The major criticism lies over the fact that there is no legal restriction over the limit of annual interest rates. The typical annual percentage rate or APR % can touch 1,000% or more. The case against payday primarily highlights that these astounding APR% could lead to a buyer’s trap for the borrower who is already struggling with poor financial health.

However, it is worth noting here that post restrictions on the limit of interest rate in the UK which was capped at £25 per £100 in a month, the growth of payday loans were somewhat restricted. Till date, payday loans have peaked growth within a period from 2008 to 2012 and have reduced since then. But at the same time, the opponents of these quick loans termed capping of £25 on £100 per month as a marketing gimmick to legalise the loan sharking by registered lenders.

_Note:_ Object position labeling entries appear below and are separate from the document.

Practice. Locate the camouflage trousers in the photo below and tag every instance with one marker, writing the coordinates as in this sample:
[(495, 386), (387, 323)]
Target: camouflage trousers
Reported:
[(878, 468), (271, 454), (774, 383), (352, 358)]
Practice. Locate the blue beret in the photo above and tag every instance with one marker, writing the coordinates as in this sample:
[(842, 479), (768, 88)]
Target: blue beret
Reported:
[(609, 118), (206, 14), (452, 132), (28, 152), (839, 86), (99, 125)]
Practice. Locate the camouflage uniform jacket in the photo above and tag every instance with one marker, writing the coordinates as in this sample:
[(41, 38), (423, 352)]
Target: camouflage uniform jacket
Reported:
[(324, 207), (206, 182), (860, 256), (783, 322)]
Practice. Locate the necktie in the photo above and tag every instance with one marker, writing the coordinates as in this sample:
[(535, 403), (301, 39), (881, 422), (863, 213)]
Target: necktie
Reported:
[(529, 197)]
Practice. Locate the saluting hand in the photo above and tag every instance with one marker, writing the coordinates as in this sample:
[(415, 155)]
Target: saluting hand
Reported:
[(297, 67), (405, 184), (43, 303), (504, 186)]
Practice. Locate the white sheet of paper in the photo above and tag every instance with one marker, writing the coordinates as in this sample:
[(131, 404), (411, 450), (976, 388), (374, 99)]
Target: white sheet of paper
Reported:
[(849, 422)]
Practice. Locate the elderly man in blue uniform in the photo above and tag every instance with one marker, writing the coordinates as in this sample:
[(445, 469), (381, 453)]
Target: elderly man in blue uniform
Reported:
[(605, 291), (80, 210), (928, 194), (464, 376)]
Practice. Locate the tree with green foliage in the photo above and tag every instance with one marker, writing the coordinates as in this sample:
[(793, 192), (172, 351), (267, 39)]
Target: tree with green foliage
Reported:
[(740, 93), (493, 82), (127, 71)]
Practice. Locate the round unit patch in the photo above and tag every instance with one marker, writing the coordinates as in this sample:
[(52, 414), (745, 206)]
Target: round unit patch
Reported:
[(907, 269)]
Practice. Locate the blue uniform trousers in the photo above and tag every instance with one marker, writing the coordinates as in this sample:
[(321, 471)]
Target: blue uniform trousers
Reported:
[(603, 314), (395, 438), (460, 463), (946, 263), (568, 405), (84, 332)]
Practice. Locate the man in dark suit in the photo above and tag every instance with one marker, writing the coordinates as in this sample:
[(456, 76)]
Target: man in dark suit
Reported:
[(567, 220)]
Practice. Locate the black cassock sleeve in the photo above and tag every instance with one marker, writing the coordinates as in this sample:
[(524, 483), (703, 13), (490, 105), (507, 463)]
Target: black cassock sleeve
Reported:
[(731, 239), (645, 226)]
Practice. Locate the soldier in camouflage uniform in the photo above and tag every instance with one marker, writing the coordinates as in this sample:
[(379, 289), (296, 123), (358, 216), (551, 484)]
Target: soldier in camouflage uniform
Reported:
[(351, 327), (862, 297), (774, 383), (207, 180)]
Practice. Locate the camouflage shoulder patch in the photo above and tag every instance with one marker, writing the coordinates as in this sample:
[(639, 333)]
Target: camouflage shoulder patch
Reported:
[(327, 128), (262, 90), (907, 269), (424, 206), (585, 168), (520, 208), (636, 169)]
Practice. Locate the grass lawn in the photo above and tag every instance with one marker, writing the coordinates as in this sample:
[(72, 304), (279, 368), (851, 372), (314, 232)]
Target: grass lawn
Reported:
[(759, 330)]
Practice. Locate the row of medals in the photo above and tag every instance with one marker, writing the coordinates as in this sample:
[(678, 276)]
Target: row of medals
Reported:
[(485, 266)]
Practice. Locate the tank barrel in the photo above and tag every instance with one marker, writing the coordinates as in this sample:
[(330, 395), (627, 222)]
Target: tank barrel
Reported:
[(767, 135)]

Is legalised loan sharking or better than bank offers?

Most of the online payday lenders have reported the repeat customers multiple times in the year. There are many households who use payday loans as a viable source of gap fill before the next payday. They tout it is as the convenient channel to borrow as a poor credit borrower.

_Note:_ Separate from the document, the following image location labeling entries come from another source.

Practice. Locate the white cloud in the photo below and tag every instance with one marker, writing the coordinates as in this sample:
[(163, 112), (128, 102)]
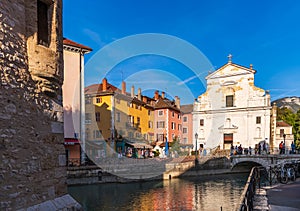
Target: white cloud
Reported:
[(94, 36)]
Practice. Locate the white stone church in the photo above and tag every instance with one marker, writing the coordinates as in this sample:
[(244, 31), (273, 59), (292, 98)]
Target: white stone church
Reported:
[(232, 110)]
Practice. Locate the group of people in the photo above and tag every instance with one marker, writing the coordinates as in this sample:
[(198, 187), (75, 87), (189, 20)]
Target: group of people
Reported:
[(282, 148), (239, 150), (260, 148)]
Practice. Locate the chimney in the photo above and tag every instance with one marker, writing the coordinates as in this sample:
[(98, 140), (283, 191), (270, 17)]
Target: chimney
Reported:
[(132, 91), (104, 84), (139, 94), (156, 95), (177, 102), (144, 99), (123, 87)]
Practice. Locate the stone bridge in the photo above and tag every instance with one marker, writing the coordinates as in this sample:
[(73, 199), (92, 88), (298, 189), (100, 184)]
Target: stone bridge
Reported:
[(263, 160)]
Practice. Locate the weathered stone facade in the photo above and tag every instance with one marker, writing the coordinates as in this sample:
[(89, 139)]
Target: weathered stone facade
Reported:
[(32, 167)]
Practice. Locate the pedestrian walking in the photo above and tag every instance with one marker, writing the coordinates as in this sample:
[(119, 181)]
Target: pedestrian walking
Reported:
[(281, 147), (293, 147)]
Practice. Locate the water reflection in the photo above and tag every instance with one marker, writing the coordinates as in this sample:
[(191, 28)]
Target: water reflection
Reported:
[(205, 193)]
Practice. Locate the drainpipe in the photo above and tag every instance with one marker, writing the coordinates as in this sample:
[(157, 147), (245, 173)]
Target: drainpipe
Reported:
[(82, 109)]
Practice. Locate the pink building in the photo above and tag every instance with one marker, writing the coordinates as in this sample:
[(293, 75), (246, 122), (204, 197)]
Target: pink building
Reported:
[(168, 122), (187, 127)]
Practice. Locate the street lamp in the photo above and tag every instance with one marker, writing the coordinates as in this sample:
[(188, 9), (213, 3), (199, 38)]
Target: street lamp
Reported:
[(284, 135), (196, 137)]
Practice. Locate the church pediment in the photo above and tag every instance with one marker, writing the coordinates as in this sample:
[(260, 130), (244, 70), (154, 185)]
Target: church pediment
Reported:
[(230, 127), (230, 69)]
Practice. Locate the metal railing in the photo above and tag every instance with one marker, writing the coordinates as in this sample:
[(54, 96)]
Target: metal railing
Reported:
[(246, 199)]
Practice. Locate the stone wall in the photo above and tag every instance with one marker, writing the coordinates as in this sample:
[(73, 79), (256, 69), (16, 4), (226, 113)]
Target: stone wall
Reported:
[(32, 167)]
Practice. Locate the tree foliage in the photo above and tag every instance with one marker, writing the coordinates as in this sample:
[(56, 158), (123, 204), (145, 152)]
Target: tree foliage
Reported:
[(292, 119)]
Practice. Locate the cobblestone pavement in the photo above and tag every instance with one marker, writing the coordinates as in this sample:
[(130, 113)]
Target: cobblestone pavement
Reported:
[(282, 197)]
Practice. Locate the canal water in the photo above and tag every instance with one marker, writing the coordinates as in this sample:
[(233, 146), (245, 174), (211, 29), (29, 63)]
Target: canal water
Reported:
[(204, 193)]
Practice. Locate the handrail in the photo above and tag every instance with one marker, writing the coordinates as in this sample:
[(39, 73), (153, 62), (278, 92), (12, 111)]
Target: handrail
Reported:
[(246, 199)]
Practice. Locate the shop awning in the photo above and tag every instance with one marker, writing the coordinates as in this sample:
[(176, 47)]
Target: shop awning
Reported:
[(71, 141)]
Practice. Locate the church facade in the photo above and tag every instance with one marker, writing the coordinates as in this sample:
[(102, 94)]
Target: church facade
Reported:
[(232, 110)]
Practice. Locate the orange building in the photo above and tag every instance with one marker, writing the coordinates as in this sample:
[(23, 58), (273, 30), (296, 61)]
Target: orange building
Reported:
[(168, 122)]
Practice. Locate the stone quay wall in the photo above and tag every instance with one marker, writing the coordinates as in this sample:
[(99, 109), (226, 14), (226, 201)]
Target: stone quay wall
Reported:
[(32, 167), (94, 175)]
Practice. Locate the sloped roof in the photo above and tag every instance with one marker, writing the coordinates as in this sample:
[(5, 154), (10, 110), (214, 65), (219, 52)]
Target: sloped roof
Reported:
[(282, 124), (185, 109), (98, 88), (165, 103), (75, 44)]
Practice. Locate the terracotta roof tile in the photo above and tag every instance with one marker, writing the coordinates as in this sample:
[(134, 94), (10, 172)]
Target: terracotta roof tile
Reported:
[(75, 44), (187, 108), (282, 124), (97, 88)]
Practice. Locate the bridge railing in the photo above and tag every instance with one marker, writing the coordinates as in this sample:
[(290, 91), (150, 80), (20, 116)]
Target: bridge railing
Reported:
[(246, 199)]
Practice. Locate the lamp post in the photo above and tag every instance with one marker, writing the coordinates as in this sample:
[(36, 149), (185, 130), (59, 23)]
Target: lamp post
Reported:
[(284, 135), (196, 153)]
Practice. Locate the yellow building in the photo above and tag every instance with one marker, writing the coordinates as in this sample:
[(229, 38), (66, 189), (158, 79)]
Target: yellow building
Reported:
[(112, 114)]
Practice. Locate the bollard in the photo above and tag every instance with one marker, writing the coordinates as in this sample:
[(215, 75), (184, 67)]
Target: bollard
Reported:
[(270, 176)]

Owing to severe banking regulations and need for high credit score, and low growth of wages payday loans seem to be a preferred mechanism over short term instalment loans the UK.

There are lots of numbers that go in favour of the payday loans. According to the Competition Market Authority’s (CMA) market investigation on payday lending in the UK, on an average £260 is borrowed by the UK households as a payday loan in the reported year. Most loans raised were less than £1000 in value. It is interesting to know here that the average duration or term of loans was just over 21 days or three weeks in the UK. It is evident here that the most of the borrowers were ready to meet their obligations well within deadline as a lump sum instalment.

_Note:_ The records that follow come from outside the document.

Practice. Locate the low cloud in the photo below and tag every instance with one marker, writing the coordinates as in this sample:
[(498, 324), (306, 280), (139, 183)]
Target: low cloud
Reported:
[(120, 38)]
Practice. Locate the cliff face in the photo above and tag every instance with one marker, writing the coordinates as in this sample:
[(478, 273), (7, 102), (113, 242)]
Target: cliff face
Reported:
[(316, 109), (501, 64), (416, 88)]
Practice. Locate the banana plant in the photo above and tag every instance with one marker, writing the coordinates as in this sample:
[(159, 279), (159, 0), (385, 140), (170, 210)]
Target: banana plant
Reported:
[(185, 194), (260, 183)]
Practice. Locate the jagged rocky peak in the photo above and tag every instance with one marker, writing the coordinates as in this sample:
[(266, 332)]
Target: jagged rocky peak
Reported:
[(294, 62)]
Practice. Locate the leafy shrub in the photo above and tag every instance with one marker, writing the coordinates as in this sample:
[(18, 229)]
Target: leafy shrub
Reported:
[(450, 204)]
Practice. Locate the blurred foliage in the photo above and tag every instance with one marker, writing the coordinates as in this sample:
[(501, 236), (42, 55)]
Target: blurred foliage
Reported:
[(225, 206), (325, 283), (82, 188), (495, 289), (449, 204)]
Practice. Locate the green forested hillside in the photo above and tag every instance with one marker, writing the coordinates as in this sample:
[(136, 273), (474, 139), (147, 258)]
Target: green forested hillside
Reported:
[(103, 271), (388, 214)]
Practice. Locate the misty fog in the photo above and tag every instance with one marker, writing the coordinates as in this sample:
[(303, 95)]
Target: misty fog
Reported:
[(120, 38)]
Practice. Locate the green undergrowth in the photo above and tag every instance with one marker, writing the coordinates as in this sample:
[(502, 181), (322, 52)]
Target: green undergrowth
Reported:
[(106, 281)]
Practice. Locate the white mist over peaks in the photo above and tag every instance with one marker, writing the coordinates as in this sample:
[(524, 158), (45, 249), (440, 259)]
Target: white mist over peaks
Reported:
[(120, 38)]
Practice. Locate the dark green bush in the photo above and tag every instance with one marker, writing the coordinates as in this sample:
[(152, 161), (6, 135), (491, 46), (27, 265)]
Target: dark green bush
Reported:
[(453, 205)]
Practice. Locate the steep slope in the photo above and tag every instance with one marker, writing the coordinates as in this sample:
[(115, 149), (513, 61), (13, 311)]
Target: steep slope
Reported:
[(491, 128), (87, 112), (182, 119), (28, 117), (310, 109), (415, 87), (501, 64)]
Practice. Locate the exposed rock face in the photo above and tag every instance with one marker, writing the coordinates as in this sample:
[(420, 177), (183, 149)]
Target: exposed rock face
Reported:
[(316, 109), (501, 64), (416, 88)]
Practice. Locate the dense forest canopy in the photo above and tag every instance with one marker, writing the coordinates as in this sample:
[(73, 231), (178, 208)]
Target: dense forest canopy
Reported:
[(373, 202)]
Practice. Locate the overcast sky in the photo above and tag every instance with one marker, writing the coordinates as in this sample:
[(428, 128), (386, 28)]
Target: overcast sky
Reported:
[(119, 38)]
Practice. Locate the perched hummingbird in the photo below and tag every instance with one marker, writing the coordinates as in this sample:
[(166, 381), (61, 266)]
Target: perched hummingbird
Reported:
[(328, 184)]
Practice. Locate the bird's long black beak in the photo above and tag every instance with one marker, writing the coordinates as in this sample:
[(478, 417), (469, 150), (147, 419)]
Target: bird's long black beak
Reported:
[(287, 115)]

Looking at CMA market investigation on payday loans, we can enlist following customer behaviour for the industry:

  1. Most borrowers opted for multiple payday loans through the year, wherein average was 6 loans in a year, from 2-3 lenders.
  2. Online loan partners were on high preference for borrowers seeking payday loans. Call it, stricter lending regulations or unavailability of loans to the needy borrower, less than 30% chose high street lenders to meet their financial requirements. While 83% of borrowers, chose online payday loans! 12 % of the users used both at some point in time.
  3. It is worthwhile to know here that most payday loan customers are those with financial problems or bad credit history. As much as 52% of payday loan customers had some debt problems in the past and they used them as an alternative to poor credit loans the UK.

Thus a major percentage of payday borrowers in the UK are already indebted or are the ones with a high appetite for credit. Online loan providers who are filling in the demand with ‘legalised’ supply are categorically winning the market share!